I had to change a single line in the Norvig's python code, given that I had to hack the sodoku.txt in order to get the easy50.txt file content, and obviously that's not matching what Norvig has been working with:

-    solve_all(from_file("easy50.txt", '========'), "easy", None)
+    solve_all(from_file("easy50.txt"), "easy", None)

Now for the results:

dim ~/dev/CL/sudoku python sudoku.dim.py 
All tests pass.
Solved 50 of 50 easy puzzles (avg 0.01 secs (151 Hz), max 0.01 secs).
Solved 95 of 95 hard puzzles (avg 0.02 secs (42 Hz), max 0.12 secs).
Solved 11 of 11 hardest puzzles (avg 0.01 secs (115 Hz), max 0.01 secs).

CCL, bit-vectors

That's my implementation of choice when developping, but it's known for not being very fast, let's see about that:

CL-USER> (sudoku:solve-example-grids)
Solved 50 of 50 easy puzzles (avg 0.005 sec (185.1 Hz), max 0.021 secs).
Solved 95 of 95 hard puzzles (avg 0.579 sec (1.728 Hz), max 8.845 secs).
Solved 11 of 11 hardest puzzles (avg 0.018 sec (55.12 Hz), max 0.102 secs).
NIL

CCL, fixnums

So, when using logcount, logbitp and friends, we have:

CL-USER> (time (sudoku:solve-example-grids))
Solved 50 of 50 easy puzzles (avg 0.003 sec (394.3 Hz), max 0.008 secs).
Solved 95 of 95 hard puzzles (avg 0.003 sec (333.8 Hz), max  0.01 secs).
Solved 11 of 11 hardest puzzles (avg 0.002 sec (422.8 Hz), max 0.004 secs).

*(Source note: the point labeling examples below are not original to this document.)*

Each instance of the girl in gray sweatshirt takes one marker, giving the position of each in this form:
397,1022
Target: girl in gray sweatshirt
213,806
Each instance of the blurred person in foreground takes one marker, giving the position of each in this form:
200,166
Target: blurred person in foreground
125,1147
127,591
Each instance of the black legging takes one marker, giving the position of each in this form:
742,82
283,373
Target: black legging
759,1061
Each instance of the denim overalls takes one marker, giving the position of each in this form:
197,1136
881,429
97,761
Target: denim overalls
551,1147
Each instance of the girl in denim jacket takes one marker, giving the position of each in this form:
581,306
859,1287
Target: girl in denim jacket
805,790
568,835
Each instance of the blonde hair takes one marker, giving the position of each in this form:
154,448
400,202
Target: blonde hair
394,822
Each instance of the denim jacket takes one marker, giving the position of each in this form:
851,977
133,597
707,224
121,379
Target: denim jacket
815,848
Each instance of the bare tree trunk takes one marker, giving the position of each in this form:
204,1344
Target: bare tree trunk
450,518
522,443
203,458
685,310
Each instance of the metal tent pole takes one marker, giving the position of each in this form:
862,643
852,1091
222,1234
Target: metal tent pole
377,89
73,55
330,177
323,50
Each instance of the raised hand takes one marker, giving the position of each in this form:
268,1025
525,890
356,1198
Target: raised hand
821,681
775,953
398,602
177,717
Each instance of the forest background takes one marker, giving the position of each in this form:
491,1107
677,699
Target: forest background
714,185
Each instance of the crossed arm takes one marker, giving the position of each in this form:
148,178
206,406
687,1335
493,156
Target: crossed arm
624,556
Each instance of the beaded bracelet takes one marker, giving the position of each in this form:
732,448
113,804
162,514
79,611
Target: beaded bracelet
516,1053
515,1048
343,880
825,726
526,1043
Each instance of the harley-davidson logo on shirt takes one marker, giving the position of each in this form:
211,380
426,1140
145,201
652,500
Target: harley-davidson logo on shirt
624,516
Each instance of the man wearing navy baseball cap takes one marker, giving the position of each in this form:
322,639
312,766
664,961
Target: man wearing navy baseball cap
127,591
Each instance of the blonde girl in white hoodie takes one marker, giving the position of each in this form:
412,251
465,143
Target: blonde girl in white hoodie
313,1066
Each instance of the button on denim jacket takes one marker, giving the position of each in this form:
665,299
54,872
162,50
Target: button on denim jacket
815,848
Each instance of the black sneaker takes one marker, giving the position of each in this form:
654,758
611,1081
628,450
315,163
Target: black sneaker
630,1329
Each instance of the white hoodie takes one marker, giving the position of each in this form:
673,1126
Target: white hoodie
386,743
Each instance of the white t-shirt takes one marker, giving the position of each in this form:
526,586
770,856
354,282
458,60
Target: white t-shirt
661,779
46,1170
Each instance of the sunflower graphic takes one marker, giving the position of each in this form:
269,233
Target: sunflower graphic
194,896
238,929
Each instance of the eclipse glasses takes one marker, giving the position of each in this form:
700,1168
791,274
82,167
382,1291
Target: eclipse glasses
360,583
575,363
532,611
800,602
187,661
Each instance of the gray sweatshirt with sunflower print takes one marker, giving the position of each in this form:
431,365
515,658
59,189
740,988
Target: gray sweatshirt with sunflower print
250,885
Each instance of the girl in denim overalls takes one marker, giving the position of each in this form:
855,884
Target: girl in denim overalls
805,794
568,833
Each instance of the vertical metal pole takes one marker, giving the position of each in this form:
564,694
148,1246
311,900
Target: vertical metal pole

(SUDOKU:SOLVE-EXAMPLE-GRIDS)
took 441,831 microseconds (0.441831 seconds) to run.
      35,660 microseconds (0.035660 seconds, 8.07%) of which was spent in GC.
During that period, and with 2 available CPU cores,
     418,886 microseconds (0.418886 seconds) were spent in user mode
      14,287 microseconds (0.014287 seconds) were spent in system mode
 41,960,896 bytes of memory allocated.
NIL

SBCL, bit-vectors

And the results with sbcl which is known to be faster than ccl:

* (sudoku:solve-example-grids)
Solved 50 of 50 easy puzzles (avg .0029 sec (347.2 Hz), max 0.023 secs).
Solved 95 of 95 hard puzzles (avg .2143 sec (4.666 Hz), max 3.139 secs).
Solved 11 of 11 hardest puzzles (avg .0069 sec (144.7 Hz), max 0.036 secs).
NIL

Not good. Yet.

SBCL, fixnums

So, let's see if now there's still that big a difference between CCL and SBCL:

* (time (sudoku:solve-example-grids))
Solved 50 of 50 easy puzzles (avg .0021 sec (471.7 Hz), max 0.015 secs).
Solved 95 of 95 hard puzzles (avg .0022 sec (446.0 Hz), max 0.008 secs).
Solved 11 of 11 hardest puzzles (avg .0018 sec (550.0 Hz), max 0.003 secs).
Evaluation took:
  0.341 seconds of real time
  0.327922 seconds of total run time (0.324250 user, 0.003672 system)
  [ Run times consist of 0.011 seconds GC time, and 0.317 seconds non-GC time. ]
  96.19% CPU
  1,039,299,781 processor cycles
  27,718,320 bytes consed
  
NIL

That's fast, now!

Conclusion

The common lisp port has been easy enough to implement, and we get a nice 3x to 10x speedup for having done so. The interactive development facilities offered in Common Lisp (SLIME in Emacs) are amazing, so that it's been easy to test every function alongside writing it.